The Interschool Human Rights Theatre Festival exhibits the high level of awareness amongst primary and secondary school pupils on different human rights issues.

The three day festival organised by the Human Rights Commission of the Maldives (HRCM) ran from September 25-27 and saw creative and extensive theatre pieces from seven schools alongside six short but thought-provoking skits by a group of volunteers from the HRCM.

Of the seven schools participating, four schools were from the capital Malé and the remaining three schools from the atolls.

All seven theatre pieces by the schools – two of which were recordings from two schools from the atolls – showed creativity in presenting different human rights issues, with different schools opting for different forms of theatre.

The winning entry featured children from Jalaaluhdheen School – in Haa Dhaalu Kulhudhuhfushi – using a traditional and effective form of theatre in which all of the scenes were presented at the same time to show human rights violations towards migrant workers.

Well laid out scenes brought to life the many situations in which migrant worker rights are violated. Unsafe working conditions, disrespectful customers at a restaurant, and a classroom scenario where the students verbally abused the foreign teacher convinced the judges to select the Jalaaluhdheen piece as the outstanding entry.

Pieces from the other schools focused on disabled people’s rights, with the runner-up entry from the Galolhu Madharsaa exhibiting a well-coordinated piece with excellent visuals, audio, before concluding with a beautiful message.

Skits by the volunteers were based on elderly people’s rights, women’s rights, and children’s rights.

While speaking to Minivan News, HRCM Vice President Ahmed Tholal said that the aim of the festival was for the students to gain a deeper understanding of human rights by actively taking part in the theatre pieces.

“We want to encourage a more creative approach to human rights compared to learning about human rights only through reading or listening material”.

The winning piece suggested the festival had been a success, with excellent awareness shown by the students of the rights of migrant workers, who are believed to amount to more than a hundred and fifty thousand individuals. It also illustrated that violations do not only occur at labor level jobs but also in blue collar posts.

The festival is also noteworthy in its high level of participation of students with special education needs such as participation from Jamaaluhdheen’ class for hearing impaired children (CHIC) and Thulhaadhoo’s Special Educational Needs class, from Baa Atoll.

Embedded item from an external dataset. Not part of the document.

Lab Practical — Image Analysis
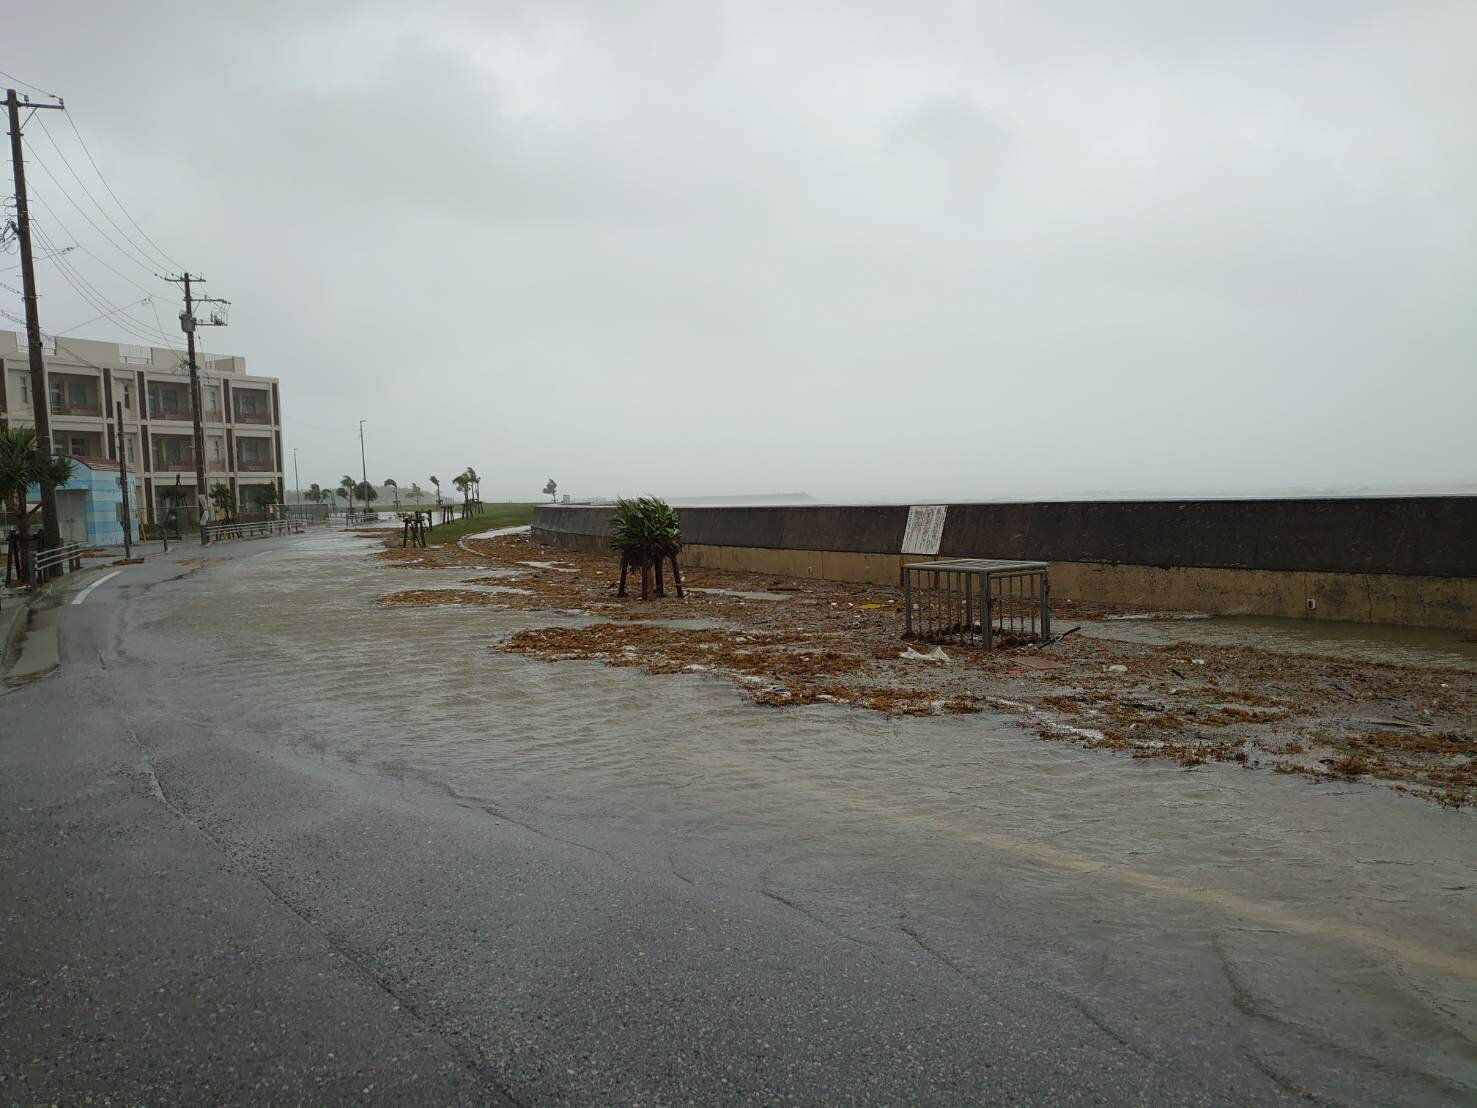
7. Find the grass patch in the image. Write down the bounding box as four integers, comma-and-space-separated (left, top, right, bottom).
419, 502, 536, 546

The children performed on the same platform, and were judged against the same criteria, as the other schools.

The festival which was the first of its kind organised by HRCM was funded by UNICEF with collaboration with Ministry of Education. Additional sponsorship was received from Bandos Island Resort and Muni home care.

Tholal also highlighted other awareness projects which are aimed at school children such as the creation of human rights clubs within the schools and the the recent human rights defender training held at Girifushi to enable youth to facilitate sessions in collaboration with these clubs.